Reach independent commissioning capability after working three to five units side by side with the senior Commissioning Engineer, giving HITEC a second North America resource in place before the late 2026 into 2027 install volume.
Serve as a senior technical phone and screen-share resource for the field service team on units that have transitioned to service, resolving escalations remotely without requiring a return to a closed-out site.
Mission-Critical Composure. Stays calm and systematic when a system is energized for the first time and the unknowns are real. Signal from the Conversation: "The guys in the submarine, they know what mission critical is. If that boat doesn't come off the bottom, that's about as critical as it ever gets."
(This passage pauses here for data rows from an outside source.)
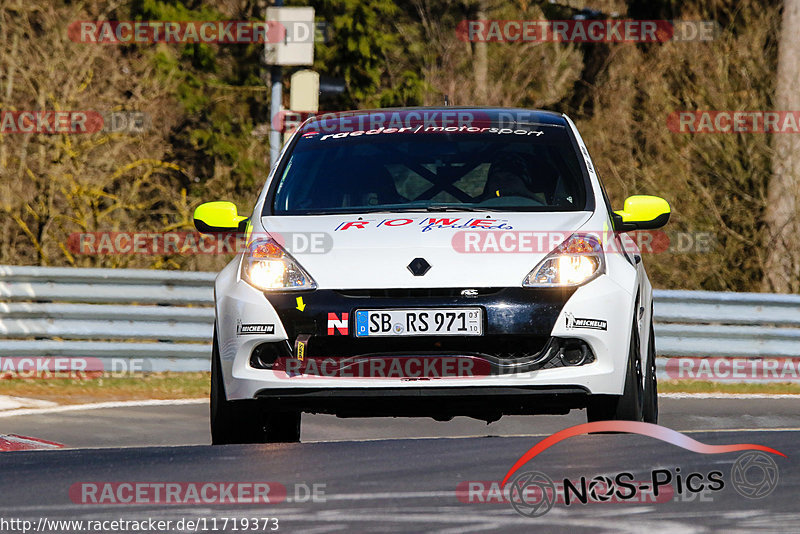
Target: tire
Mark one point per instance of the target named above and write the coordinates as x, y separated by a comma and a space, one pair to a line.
651, 383
630, 405
247, 420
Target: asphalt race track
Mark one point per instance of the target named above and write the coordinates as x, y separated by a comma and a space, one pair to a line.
389, 475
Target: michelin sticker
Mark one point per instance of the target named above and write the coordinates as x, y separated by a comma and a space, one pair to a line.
593, 324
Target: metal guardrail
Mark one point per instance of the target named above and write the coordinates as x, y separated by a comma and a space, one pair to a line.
167, 317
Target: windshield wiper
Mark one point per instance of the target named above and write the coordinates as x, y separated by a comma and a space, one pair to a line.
435, 208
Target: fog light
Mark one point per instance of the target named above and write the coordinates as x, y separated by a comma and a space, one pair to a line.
575, 352
265, 355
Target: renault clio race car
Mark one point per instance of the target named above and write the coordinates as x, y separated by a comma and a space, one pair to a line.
431, 262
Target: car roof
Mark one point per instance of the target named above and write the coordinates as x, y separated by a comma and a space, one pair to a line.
506, 116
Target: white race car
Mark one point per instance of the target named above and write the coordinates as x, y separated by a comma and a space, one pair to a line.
431, 262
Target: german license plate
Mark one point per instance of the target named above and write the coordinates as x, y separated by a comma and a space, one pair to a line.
420, 322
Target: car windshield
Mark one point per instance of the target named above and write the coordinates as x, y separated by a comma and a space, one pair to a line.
520, 168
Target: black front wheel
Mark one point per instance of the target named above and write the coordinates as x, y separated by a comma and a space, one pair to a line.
651, 383
630, 406
247, 420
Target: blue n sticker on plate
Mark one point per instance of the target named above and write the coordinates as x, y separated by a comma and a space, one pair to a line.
362, 323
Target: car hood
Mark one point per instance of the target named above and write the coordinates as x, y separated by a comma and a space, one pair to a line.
373, 250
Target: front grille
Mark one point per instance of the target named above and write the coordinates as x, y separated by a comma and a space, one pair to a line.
503, 347
414, 292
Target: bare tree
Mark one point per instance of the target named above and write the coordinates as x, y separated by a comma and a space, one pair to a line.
782, 269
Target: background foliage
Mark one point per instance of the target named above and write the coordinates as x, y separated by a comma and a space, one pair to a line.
209, 105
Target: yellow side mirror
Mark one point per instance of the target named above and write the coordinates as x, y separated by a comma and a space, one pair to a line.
642, 212
220, 216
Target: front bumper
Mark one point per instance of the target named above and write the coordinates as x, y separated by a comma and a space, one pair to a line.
519, 323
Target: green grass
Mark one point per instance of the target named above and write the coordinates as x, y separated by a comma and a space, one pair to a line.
196, 385
145, 386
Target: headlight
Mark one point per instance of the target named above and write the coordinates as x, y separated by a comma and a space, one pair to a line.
268, 267
574, 262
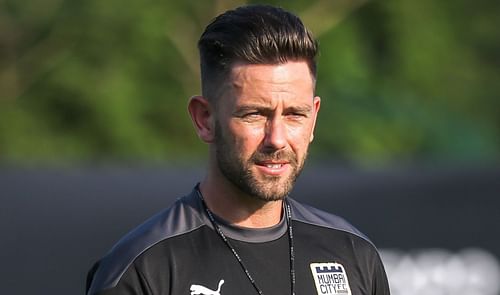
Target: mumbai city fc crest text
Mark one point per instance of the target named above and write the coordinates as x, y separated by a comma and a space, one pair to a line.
330, 278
Solve-It Ownership. Digs into the problem and drives it to done rather than waiting to be told what to do. Signal: "Those folks have a mindset of, hey, we're gonna solve this problem. We're gonna dig in, we're gonna get it done, and take care of the customer and the mission at hand."
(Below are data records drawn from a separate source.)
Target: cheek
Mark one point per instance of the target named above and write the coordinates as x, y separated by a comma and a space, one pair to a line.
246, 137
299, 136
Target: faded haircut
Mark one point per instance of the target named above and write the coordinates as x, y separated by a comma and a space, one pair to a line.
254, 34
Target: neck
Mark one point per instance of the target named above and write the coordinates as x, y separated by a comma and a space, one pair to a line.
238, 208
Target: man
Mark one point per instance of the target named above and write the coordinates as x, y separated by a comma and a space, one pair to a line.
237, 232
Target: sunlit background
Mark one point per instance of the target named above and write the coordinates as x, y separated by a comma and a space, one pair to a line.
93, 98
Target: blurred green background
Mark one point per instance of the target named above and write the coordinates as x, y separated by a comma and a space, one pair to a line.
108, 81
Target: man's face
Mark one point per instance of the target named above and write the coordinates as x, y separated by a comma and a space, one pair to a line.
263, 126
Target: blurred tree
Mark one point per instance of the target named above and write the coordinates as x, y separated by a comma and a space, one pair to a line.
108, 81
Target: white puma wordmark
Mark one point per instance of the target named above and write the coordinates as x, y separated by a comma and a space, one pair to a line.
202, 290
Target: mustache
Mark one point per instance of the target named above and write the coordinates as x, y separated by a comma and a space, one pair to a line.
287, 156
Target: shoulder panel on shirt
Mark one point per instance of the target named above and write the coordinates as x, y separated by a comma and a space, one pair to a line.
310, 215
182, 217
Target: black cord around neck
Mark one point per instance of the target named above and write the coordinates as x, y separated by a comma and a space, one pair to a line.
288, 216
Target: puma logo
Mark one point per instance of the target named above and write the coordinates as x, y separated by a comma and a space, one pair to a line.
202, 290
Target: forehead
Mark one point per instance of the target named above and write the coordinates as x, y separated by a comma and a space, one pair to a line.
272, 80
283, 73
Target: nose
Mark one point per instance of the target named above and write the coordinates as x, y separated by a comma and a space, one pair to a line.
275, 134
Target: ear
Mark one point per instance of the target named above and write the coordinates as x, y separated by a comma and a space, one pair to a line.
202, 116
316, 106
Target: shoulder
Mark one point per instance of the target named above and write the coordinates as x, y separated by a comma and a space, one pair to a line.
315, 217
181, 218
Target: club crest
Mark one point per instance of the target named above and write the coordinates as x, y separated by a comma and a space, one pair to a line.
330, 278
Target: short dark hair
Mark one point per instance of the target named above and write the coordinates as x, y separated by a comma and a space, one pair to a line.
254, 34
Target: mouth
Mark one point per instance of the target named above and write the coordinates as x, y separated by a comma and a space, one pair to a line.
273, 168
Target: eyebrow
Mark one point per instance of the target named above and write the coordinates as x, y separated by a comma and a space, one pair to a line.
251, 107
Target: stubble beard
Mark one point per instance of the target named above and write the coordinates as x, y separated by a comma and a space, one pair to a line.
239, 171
Hands and Head Both. Reads a medium-voltage schematic and turns a wrench on a leaking fitting in the same day. Signal: "They have to be able to pick up a wrench, and they have to be able to chase wire."
Ego Checked at the Door. Functions as part of a team and lets the work be the thing the customer sees. Signal: "I don't need a prima donna. I just want somebody who's gonna function as part of the team." And: "The customer don't wanna see you, they wanna see the work get done."
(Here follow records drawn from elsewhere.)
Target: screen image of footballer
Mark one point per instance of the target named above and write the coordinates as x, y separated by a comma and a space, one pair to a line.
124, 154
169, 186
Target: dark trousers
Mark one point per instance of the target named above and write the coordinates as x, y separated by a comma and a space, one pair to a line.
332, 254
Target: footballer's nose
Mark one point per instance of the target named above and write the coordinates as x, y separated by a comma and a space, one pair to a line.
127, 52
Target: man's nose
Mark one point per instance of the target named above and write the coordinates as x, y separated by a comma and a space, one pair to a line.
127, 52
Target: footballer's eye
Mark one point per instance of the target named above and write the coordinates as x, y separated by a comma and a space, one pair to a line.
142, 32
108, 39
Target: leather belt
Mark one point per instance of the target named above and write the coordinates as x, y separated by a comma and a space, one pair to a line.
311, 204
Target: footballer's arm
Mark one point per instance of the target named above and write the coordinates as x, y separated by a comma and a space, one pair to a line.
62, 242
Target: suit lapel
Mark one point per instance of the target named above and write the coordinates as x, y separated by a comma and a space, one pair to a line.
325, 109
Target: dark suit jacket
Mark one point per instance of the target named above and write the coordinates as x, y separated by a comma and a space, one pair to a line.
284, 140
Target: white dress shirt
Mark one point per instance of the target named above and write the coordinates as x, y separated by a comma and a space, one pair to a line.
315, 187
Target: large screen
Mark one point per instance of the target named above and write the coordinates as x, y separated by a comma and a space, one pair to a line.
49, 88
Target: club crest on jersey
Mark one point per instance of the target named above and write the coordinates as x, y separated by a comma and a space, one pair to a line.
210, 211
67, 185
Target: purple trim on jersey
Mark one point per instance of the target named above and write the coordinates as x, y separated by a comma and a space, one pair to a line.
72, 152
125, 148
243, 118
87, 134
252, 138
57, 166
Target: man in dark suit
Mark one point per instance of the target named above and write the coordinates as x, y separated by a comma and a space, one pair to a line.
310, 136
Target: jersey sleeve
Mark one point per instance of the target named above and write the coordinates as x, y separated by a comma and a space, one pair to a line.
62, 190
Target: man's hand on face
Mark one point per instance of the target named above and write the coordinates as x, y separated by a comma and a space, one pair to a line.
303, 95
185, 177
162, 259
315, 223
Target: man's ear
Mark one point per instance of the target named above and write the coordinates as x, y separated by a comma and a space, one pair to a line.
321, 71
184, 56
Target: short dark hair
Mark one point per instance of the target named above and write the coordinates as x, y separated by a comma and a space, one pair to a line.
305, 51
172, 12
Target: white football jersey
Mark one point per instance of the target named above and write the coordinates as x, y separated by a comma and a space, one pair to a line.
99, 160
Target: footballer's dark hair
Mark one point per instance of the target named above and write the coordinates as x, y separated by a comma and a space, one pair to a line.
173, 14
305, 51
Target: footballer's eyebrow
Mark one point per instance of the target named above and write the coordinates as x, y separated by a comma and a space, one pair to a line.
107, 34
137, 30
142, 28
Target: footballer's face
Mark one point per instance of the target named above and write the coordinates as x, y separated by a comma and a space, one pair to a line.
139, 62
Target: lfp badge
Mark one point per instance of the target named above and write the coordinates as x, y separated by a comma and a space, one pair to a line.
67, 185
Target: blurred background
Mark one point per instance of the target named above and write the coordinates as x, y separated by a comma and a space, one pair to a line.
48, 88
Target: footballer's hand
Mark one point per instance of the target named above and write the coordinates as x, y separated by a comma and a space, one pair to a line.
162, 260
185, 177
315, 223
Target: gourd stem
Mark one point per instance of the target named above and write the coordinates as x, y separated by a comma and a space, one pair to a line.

Right Attitude Over Pedigree. Coachable, driven, and good with their hands. Signal: "We can teach a lot of things if we get a right person with the right aptitude and understand how to use their hands."
Robert Suhon is the Director of Project Management and the Manager of Business Development at HITEC. He has spent almost 25 years in the rotary UPS industry, including 11 years as president of one of HITEC's competitors. He started his career at HITEC, left in 2007, and came back in 2018 because of the leadership and the new product line. He describes himself as the glue between what the company sells and what it delivers, and his stated philosophy is customer mission first.
He is direct about not running people into the ground. He builds people through on-the-job training rather than throwing them in cold, and the person you will learn from most directly is Joel, the senior Commissioning Engineer, who Robert has worked with for about 14 years and calls a jewel on his team.
"I'm not asking anybody to give up their life for HITEC. The work's gotta get done. As long as everybody's working together, I'll find backup if you can't or if you've got something going on."
Robert's first instinct on the ideal candidate was a Navy nuke or submariner, and his reasoning was mission-critical mindset: "If that boat doesn't come off the bottom, that's about as critical as it ever gets." He named submarine Machinist's Mates and Fire Controlmen, surface turbine specialists, and Aviation Electrician's Mates who chase wires and read schematics under a real sense of urgency. He has also placed strong tank mechanics in roles like this. The current senior Commissioning Engineer, the person this hire learns from, is a Navy nuke submariner. That is the profile, already proven inside this team.
HITEC runs like a small, tight unit. Roughly 40 to 45 people in the US, customer-first, everybody willing to help everybody even when they have never physically met. Service techs are spread across the country and may not see each other for years, yet they pick up the phone for each other on a shared mission. That tempo and that accountability culture mirror military environments. The travel is planned and forecastable, more like a known deployment schedule than a pager going off on Monday morning.
VHS matched this role because the performance objectives, the leadership style, and the operational tempo align with transitioning sailors from the nuclear, submarine, and aviation electrical communities, and with maintenance and electrical NCOs from the other branches who operate calmly under pressure and are equally comfortable with a schematic and a wrench.